Area Central Detective Cmdr. Brendan Deenihan said Ortiz became “very frustrated that he could not sleep” while he was at home with the boy. “The 2-year-old baby was running around and was keeping him awake. (Ortiz) grabs the 2-year-old in the kitchen and holds him down, (Ortiz) then retrieves a knife, cuts the baby in the throat, causing his death.

“(Ortiz) realizes he just killed his own son, so he makes a pretty weak attempt to cut his own wrists, eventually results in a couple stitches,” Deenihan said. “After realizing he killed his baby, he found a garbage bag full of clothes, he dumped out the clothes, and placed the baby in the bag.”

Ortiz called his wife but could not reach her. The couple works different shifts at the same company, Deenihan said. He then called his wife’s sister and confessed, and she called relatives who lived on the first floor of the home.

They went upstairs and found Mateo dead and Ortiz bleeding.

“We believe we do have the murder weapon, we believe it was a kitchen knife, but it’s not 100 percent corroborated at this time,” Deenihan said.

Ortiz fled the scene. The first officers on scene were able to get a description of the SUV and worked with a joint Chicago Police Department-FBI violent crimes task force to find Ortiz. State police stopped him near Kankakee, and an officer there helped with the arrest.

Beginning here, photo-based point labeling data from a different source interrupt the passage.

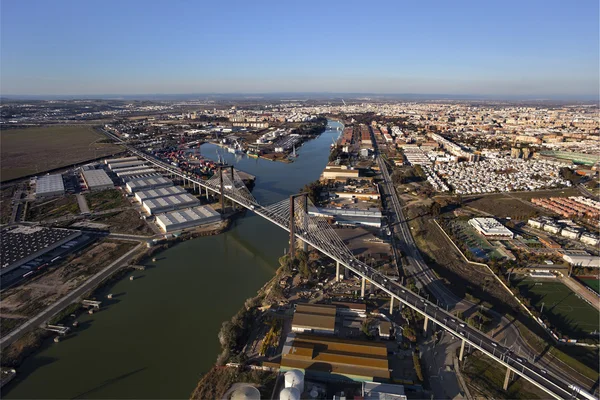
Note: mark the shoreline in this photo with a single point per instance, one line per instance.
(30, 342)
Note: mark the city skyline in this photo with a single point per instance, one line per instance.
(531, 50)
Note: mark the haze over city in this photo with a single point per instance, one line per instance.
(300, 200)
(530, 49)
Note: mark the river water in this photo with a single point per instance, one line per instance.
(159, 333)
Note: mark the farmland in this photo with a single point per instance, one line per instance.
(31, 150)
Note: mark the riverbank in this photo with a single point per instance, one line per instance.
(30, 342)
(190, 288)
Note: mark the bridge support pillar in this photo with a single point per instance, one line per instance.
(222, 189)
(232, 188)
(506, 379)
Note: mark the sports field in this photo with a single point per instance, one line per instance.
(591, 283)
(562, 308)
(30, 150)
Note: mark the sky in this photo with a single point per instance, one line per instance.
(529, 48)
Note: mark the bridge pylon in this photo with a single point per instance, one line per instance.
(302, 213)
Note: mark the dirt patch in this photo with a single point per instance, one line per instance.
(30, 298)
(30, 150)
(106, 200)
(40, 210)
(127, 221)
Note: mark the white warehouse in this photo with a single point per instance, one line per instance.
(161, 192)
(147, 184)
(169, 203)
(188, 218)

There are other children in the family who will stay with their mother, though none were home at the time, Deenihan said. It didn’t appear Ortiz was drunk or under he influence of drugs.

An autopsy found that the boy died from “incised wounds” to the neck.
Deenihan said the gruesome crime was traumatizing to both the boy’s family and the responding officers.

“It’s obviously pretty difficult to look in a garbage bag and see what they saw,” Deenihan said. “The officers gotta respond to this scene, they don’t know what they’re walking into, including the ambulance guys. The poor family from downstairs had to walk up and find him. … These guys aren’t robots, they’re police officers, and they have families.”